I Believe Similar Conditions Could Be Caused by a
Precipitation of Fashionable Women's Shoes
The other day Nancy dropped me off somewhere as she went to run errands, with a vow she'd be back to get me "around a quarter 'til noon."  I will point out that Nancy's errands, as far as I could tell, were of a personal nature, whereas my business was strictly humanitarian: rescuing orphans from a burning building, if I recall.

I had told her I expected to be wrapped up with the orphans by eleven-thirty, but she was confident it would take at least forty-five minutes.  So she drove off and left me.
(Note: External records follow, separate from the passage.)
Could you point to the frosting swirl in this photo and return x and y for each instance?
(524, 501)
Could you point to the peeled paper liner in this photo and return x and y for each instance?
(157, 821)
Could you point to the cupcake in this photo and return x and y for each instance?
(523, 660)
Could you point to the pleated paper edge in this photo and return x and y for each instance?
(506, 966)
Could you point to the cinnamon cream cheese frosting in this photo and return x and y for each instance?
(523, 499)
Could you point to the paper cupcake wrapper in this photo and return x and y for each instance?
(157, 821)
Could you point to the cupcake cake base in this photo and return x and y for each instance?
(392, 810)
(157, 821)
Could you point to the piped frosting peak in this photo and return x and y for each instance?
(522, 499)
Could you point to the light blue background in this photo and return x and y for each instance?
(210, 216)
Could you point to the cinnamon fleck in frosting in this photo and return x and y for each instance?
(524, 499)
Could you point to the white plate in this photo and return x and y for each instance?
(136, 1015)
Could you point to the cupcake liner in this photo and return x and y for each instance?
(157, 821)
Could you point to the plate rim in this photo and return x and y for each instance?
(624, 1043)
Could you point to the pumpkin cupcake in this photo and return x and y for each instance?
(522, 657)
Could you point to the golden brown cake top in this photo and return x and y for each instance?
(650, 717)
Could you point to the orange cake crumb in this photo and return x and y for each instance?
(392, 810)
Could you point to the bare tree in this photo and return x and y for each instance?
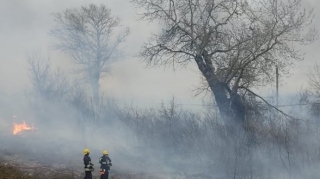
(47, 83)
(86, 35)
(236, 44)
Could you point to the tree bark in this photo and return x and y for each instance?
(231, 107)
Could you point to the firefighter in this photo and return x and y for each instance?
(105, 162)
(88, 166)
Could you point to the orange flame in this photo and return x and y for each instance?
(18, 128)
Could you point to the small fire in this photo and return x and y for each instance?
(18, 128)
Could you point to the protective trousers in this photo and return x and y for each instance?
(105, 175)
(88, 175)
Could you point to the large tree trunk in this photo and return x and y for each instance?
(231, 107)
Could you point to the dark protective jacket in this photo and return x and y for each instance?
(86, 161)
(105, 162)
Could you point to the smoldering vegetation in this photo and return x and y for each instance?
(168, 141)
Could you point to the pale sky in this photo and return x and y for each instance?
(25, 25)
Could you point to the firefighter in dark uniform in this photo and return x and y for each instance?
(88, 166)
(105, 162)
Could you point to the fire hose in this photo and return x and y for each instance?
(33, 167)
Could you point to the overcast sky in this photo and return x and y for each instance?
(25, 25)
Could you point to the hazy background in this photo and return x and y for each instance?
(24, 27)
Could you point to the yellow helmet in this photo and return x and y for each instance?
(86, 151)
(105, 152)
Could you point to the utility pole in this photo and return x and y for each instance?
(277, 85)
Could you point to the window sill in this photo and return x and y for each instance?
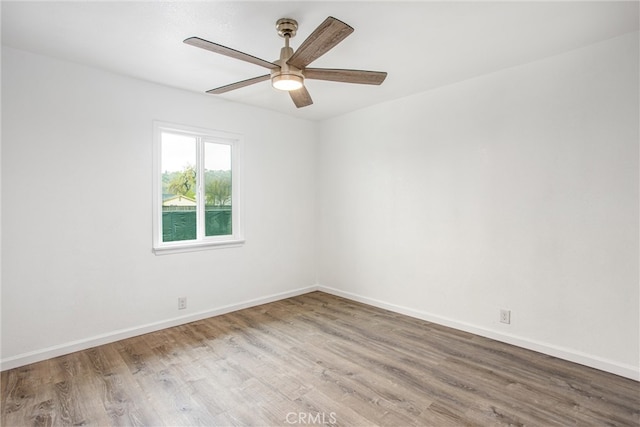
(196, 246)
As I watched her tail lights disappear, I silently prayed, "Please don't let there be shoes."

Forgive me if the rest of this blog seems sexist, but in the spirit of honesty I must tell you my wife - like many other women, so I've been told - loses all sense of time when in the presence of shoes.  I have seen her walk through a department store at a reasonable clip and then passing by a display of shoes be sucked in like a hapless spaceship into a Black Hole.  For this very reason, I no longer go to department stores with her, or if I absolutely must, it will be after a promise we will not go near the shoe department.  I have seen my own despair reflected in the haunted eyes of my fellow men who have gone to the store only to have a one-hour shopping trip drag on into an entire afternoon because of their wives' helpless fascination with shoes.  Again, if this sounds sexist, so be it.

Atlanta is just now recovering from a snow storm which iced over the highways to such an extent, 85 was at an absolute standstill, and many motorists spent the entire night in their cars.  I believe similar conditions could be created if a sufficient number of fashionable women's shoes were to precipitate over the city.

To give just one perfectly factual example, my wife patronizes a shoe store, the name of which eludes me, where they give her a little punch-card.  You know the sort of thing I mean, like at a sandwich shop, where they punch a card every time you get a sandwich, and then the tenth sandwich is free.  Think of the weirdness of this.  Reasonably, having eaten a sandwich on Monday, you might need another on Tuesday, but having bought one pair of shoes, how soon could you expect to need another, short of climbing the Himalayas or growing an extra pair of feet?  And by the time you'd worn out enough shoes to fill an entire punch-card , surely all the ice caps would have melted and the mountains sunken into plains.  And yet Nancy has redeemed her punch-card several times.

The mind reels.

Well, you'll be glad to know, Nancy was not late picking me up; she was there to pick me up at exactly a quarter 'til.  As a matter of fact, I was the one who kept her waiting.

But we're not talking about me.  We're talking about her.